Hilpoltstein (bb) – Das dritte Spitzenspiel hintereinander: Die Tischtennis-Asse des TV Hilpoltstein befinden sich im Dauerstress. An diesem Sonntag ab 14 Uhr wollen sie die Stadthalle wieder zum Toben bringen. Das bayerische Derby gegen den Tabellendritten TSV Bad Königshofen, die erfolgreichste Mannschaft der Rückrunde (7:1 Punkte), verspricht erneut ein sportlicher Knüller vor vollem Haus zu werden.
Seit dieser Woche schauen Flemming und Co nur noch nach oben. Nach dem vor einigen Tagen verkündeten überraschenden Rückzug des TuS Fürstenfeldbruck – die Oberbayern haben ihren Hauptsponsor verloren und nach dieser Saison kein Geld mehr für den Bundesligasport – können die Hilpoltsteiner praktisch nicht mehr absteigen. Die logische Folge ist ein allerdings verwegenes neues Ziel: der Meistertitel!
Die Tabellenführung können die Mittelfranken schon am Sonntag im bayerischen Derby schaffen. Dazu ist ein Sieg gegen den unterfränkischen Vorzeigeverein zwingend, denn Königshofen hat sich, aus der Abstiegszone kommend, stetig nach vorne gearbeitet und lauert mit 15:11 Punkten auf den Sprung zur Tabellenführung. Den kann Königshofen bereits mit einem Unentschieden schaffen, denn man hat das beste Spielverhältnis von insgesamt vier Mannschaften mit dem gleichen Punktestand. Nur der Tabellenzweite Hilpoltstein (15:9 Punkte) – man hat ein Spiel weniger als Königshofen und zwei Begegnungen weniger als der diesmal spielfreie Erste Passau (16:12 Punkte) – kann den ehrgeizigen Unterfranken einen Strich durch die Rechnung machen.
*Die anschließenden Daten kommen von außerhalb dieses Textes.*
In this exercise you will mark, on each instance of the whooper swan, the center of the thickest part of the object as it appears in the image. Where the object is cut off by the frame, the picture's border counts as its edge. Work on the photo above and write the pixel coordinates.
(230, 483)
Deren Rechnung beruht darauf, dass sie den leider dauerverletzten Nationalspieler Kilian Ort (19), der als Top-Talent mit einer Ausnahmegenehmigung des DTTB im vorderen Paarkreuz steht, regelmäßig die Spiele kampflos abschenken lässt, dem Gegner damit zwar zwei kampflose Punkte überlässt, aber verhindert, dass der tschechische Oldtimer Richard Vyborny (44, in der Rückrunde 3:2 Siege) aufrücken und der bisher glücklose bayerische Vizemeister Christoph Schüller (Vorrunde 1:9, Rückrunde 0:1) im Einzel eingesetzt werden muss. Schüller tritt meist nur im Doppel an und ist hier mit dem tschechischen Altmeister Marek Klasek (40, Rückrunde 5:0) durchaus konkurrenzfähig (2:2).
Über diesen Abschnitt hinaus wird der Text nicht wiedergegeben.